Estes pensadores da dissidência foram os que melhor interpretaram Marx?
Poderíamos dizer que foram os leitores ou os intérpretes mais produtivos, mais incisivos, mais profundos. O estalinismo é uma leitura dogmatizante que se apropria do marxismo e o converte em ideologia de um regime de poder. Ao contrário, estas leituras são de correntes críticas ou de intelectuais críticos que se confrontaram com esses poderes. Quando nos perguntamos se há crise ou não do marxismo, estamos pensando no marxismo como ideologia dos regimes comunistas ou no marxismo de Walter Benjamin, de Gramsci, de Jean-Paul Sartre e de Karl Korsch? O marxismo como ideologia dos regimes comunistas não foi objeto de reabilitações, mas nestes últimos anos foram vistas revalorizações do marxismo crítico. A obra de Gramsci continuou sendo lida e editada, a obra de Benjamin foi quase objeto de uma redescoberta, a obra de Theodor Adorno, presente em autores como Fredric Jameson, nos Estados Unidos, ou John Holloway, no México, mostra que é um autor que continua sendo produtivo. Sartre viveu décadas de refluxo e passou a ser uma má lembrança em seu próprio país, mas nestes últimos anos vem sendo objeto de revalorizações e reedições. Marx volta a emergir, volta a encontrar uma densidade teórica que excede uma experiência feita em seu nome. A respeito dessa associação entre marxismo e comunismo, não se pode declarar Marx culpado, nem tampouco, como poderia pretender certo trotskismo simplista, absolutamente inocente. Não se poderia tornar Adam Smith responsável pelos piores horrores do capitalismo. O vínculo de uma doutrina, de uma teoria, de uma filosofia, com os movimentos que a inspiram sempre é complexo. O autor dessa teoria ou doutrina nunca é totalmente inocente, nem totalmente culpado. Evidentemente, há em Marx uma série de anticorpos frente a uma concepção totalitária. Embora o estalinismo tenha conseguido se amparar no marxismo, até certo ponto, para edificar um regime de partido único, de anulação da sociedade civil, de controle e de repressão, é impossível encontrar em Marx textos que abonem semelhantes práticas. Marx não é em absoluto um estadista, por isso incluí o texto da “Crítica ao Programa de Gotha”, porque ele não concebe, como Ferdinand Lassalle, uma sociedade regida e dominada pelo Estado, um Estado que se chamaria “o estado do povo”, que governaria em nome do povo. Marx reage com muitíssimo vigor contra essa ideia. Para ver esta apropriação estalinista do marxismo há que recolocar a história do marxismo na Rússia.

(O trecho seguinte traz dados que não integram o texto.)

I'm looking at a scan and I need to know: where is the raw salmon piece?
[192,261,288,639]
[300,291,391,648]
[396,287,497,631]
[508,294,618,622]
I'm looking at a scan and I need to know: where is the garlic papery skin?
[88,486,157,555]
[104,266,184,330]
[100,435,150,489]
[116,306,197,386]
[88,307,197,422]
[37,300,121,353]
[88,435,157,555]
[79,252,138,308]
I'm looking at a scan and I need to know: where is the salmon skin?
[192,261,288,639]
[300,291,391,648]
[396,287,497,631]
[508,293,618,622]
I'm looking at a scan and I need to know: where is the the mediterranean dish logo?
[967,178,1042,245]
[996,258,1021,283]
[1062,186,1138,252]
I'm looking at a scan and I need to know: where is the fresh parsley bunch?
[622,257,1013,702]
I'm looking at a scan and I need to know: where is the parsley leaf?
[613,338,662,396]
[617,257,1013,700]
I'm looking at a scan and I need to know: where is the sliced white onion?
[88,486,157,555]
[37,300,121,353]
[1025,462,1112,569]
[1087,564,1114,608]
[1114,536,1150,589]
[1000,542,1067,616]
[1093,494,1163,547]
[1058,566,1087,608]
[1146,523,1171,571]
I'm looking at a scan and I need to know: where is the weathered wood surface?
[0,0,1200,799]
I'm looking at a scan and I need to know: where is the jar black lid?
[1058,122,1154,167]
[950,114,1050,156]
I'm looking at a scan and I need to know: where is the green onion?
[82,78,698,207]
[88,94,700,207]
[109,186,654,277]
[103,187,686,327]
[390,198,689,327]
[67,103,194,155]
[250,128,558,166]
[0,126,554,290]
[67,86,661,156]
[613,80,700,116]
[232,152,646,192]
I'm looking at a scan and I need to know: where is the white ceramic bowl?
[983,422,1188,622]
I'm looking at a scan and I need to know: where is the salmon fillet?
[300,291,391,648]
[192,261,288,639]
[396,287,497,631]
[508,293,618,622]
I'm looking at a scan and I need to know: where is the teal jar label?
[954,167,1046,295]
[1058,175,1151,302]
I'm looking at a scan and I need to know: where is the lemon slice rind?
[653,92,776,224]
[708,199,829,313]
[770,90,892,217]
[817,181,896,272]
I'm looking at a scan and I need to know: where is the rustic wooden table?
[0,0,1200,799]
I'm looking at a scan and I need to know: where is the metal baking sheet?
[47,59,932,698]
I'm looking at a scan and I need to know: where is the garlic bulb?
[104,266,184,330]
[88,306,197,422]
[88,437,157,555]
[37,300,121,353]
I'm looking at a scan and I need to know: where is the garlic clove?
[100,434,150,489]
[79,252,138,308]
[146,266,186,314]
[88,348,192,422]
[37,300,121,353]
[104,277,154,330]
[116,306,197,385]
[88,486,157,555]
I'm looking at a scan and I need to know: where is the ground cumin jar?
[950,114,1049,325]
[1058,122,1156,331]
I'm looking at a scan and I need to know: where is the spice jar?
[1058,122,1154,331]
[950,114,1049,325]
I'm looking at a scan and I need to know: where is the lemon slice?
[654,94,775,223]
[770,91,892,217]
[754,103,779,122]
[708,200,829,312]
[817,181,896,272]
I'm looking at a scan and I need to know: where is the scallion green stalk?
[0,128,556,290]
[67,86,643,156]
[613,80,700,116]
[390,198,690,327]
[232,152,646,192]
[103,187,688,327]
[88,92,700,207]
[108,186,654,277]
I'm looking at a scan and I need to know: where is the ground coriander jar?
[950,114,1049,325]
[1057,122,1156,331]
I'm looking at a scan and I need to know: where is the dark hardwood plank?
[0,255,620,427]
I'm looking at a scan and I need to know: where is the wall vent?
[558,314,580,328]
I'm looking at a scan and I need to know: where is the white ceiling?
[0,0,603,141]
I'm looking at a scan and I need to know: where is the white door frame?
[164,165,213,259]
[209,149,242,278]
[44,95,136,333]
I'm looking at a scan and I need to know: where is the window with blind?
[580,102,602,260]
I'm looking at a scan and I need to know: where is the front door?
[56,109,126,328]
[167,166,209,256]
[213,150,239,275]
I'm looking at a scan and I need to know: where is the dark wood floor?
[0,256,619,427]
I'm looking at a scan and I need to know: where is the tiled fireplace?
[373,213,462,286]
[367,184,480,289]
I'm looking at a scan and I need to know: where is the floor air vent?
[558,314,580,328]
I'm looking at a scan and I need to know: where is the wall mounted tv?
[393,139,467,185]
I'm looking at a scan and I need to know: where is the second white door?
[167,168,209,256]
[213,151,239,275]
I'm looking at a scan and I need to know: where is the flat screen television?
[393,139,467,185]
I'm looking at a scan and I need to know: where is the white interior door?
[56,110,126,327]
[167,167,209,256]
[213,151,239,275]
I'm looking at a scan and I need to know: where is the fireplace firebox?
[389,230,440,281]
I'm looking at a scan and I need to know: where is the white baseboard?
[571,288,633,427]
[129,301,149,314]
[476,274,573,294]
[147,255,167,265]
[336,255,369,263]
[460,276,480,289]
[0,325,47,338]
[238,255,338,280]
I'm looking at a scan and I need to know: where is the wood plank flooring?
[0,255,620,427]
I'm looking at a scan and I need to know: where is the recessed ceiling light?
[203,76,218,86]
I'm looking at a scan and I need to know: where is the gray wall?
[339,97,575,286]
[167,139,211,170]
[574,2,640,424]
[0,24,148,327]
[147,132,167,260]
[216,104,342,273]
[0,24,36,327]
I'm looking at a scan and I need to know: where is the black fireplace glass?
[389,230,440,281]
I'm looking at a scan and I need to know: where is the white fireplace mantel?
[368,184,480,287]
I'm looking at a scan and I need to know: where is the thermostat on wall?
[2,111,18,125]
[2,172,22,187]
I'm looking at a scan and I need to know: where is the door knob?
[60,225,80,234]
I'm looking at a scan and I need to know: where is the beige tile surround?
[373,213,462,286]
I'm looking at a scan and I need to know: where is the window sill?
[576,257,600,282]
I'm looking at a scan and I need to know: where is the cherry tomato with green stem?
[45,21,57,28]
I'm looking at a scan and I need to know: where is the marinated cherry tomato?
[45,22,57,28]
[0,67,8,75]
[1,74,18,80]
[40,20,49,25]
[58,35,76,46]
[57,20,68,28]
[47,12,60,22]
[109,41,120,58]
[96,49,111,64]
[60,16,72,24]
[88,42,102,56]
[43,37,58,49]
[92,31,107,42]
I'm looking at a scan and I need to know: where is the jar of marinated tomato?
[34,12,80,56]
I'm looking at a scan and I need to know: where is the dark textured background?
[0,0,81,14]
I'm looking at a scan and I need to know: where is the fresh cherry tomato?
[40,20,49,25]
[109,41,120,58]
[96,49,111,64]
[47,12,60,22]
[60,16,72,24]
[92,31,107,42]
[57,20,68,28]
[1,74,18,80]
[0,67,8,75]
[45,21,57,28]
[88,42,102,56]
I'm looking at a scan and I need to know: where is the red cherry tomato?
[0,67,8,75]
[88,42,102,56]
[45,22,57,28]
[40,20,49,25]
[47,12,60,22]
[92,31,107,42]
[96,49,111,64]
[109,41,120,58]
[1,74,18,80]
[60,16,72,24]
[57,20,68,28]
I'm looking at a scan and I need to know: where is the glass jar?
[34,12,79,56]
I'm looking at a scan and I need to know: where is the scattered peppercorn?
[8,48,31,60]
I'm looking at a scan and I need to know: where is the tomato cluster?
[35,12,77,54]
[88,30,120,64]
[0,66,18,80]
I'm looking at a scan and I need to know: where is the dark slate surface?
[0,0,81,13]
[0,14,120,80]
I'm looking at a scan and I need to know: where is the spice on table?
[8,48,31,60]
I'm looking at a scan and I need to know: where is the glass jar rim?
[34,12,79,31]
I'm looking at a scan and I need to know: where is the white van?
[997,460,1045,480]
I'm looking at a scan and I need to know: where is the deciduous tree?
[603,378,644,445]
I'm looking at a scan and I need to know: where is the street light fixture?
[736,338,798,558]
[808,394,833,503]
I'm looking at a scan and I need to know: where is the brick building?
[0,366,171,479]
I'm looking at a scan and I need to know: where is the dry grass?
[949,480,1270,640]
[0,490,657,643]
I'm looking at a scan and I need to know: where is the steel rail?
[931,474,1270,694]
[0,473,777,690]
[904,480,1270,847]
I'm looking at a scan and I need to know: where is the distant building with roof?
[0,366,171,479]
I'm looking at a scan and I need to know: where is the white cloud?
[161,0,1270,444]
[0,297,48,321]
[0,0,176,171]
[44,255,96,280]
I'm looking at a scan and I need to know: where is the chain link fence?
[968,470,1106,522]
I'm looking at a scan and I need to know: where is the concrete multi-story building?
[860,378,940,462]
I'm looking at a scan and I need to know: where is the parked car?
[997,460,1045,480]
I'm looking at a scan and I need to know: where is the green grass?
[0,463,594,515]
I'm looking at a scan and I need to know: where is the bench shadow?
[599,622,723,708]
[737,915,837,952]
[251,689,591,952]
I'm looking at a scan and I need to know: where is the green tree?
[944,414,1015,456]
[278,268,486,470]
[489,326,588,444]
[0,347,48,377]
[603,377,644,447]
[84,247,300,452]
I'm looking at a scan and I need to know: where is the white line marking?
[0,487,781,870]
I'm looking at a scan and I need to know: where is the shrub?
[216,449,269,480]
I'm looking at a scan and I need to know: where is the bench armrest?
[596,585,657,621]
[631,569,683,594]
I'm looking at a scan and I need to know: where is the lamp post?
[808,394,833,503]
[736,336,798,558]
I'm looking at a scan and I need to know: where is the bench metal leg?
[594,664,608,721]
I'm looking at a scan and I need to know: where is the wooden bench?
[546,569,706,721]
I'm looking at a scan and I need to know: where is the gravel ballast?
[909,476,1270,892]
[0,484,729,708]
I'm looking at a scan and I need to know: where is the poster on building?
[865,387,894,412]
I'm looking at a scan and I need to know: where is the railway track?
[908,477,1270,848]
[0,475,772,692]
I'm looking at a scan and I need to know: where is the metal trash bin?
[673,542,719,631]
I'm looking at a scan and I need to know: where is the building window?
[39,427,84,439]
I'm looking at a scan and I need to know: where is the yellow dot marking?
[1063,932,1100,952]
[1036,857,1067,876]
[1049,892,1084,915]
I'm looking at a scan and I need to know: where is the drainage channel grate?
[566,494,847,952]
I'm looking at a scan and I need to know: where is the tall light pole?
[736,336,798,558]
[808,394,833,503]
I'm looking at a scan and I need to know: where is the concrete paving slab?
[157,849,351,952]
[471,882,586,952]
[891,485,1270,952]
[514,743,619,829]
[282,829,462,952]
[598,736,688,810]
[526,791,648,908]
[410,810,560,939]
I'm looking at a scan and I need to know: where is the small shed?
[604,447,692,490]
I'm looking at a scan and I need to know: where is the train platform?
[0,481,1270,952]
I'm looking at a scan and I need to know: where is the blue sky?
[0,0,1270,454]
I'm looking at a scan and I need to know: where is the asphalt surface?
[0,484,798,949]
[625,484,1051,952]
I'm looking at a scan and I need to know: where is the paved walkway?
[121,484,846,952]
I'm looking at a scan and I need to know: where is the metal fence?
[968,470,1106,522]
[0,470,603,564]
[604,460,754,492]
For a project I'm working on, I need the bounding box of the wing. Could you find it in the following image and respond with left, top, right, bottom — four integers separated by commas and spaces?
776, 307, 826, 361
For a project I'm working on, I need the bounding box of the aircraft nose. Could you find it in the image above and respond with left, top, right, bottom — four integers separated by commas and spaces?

É por isso que inclui, para encerrar a antologia, “El porvenir de la comuna rural russa”?
Exatamente. A emergência da questão nos anos 1860 abre um horizonte revolucionário impensável poucos anos antes. Marx começa a pensar que a revolução não começaria pelo Ocidente, como havia acreditado até então, mas, sim, pelo Oriente. A luta contra o czarismo poderia ser o chamado inicial a explosão de uma revolução, que Marx segue pensando como em 1848, uma revolução pan-europeia onde a ruptura da cadeia poderia vir pela luta anti-czarista, pela emergência de uma nova geração de revolucionários. Esta revolução, que começaria pelo Oriente e não pelo Ocidente, o leva a repensar elementos substanciais de sua concepção da história. E lhe serve para avançar um passo a mais em sua ruptura com a filosofia hegeliana, com a qual vem rompendo, mas este é um elemento do descentramento, de ferida narcisista que Marx precisa elaborar por meio das cartas que escreve e reescreve a Vera Zasúlich, para encontrar uma fórmula adequada de como entender sua concepção da história. O grande paradoxo é que os interlocutores e herdeiros de Marx não são os chamados “pais do marxismo russo”. E ao contrário: (Georgi) Plekhanov, o pai do marxismo russo, precisa ocultar estas cartas de Marx para fundar o marxismo na Rússia. De modo que o marxismo no qual se forma (Vladimir) Lenin, este marxismo de Plekhanov, é um marxismo construído à custa dos textos de Marx. Justamente a crise do leninismo permite revalorizar esse socialismo tachado de romântico, de pré-marxista, de populista. Esta é a operação de Pancho Aricó: recuperar o marxismo de (José Carlos) Mariátegui e o marxismo dos populistas russos. E de algum modo, sem ser anti-leninista, eu diria que a operação de Aricó consiste em recolocar o leninismo dentro das múltiplas e diversas tradições do marxismo. Sempre digo aos meus alunos, a partir da primeira aula: não é que Lenin não era marxista é que Marx não era leninista. A operação consiste em construir esse marxismo-leninismo, que é uma ideologia. O marxismo-leninismo-estalinismo é uma torção sobre essa ideologia; com isto, tampouco quero dizer que Lenin era estalinista. Stalin era leninista, mas Lenin não era estalinista.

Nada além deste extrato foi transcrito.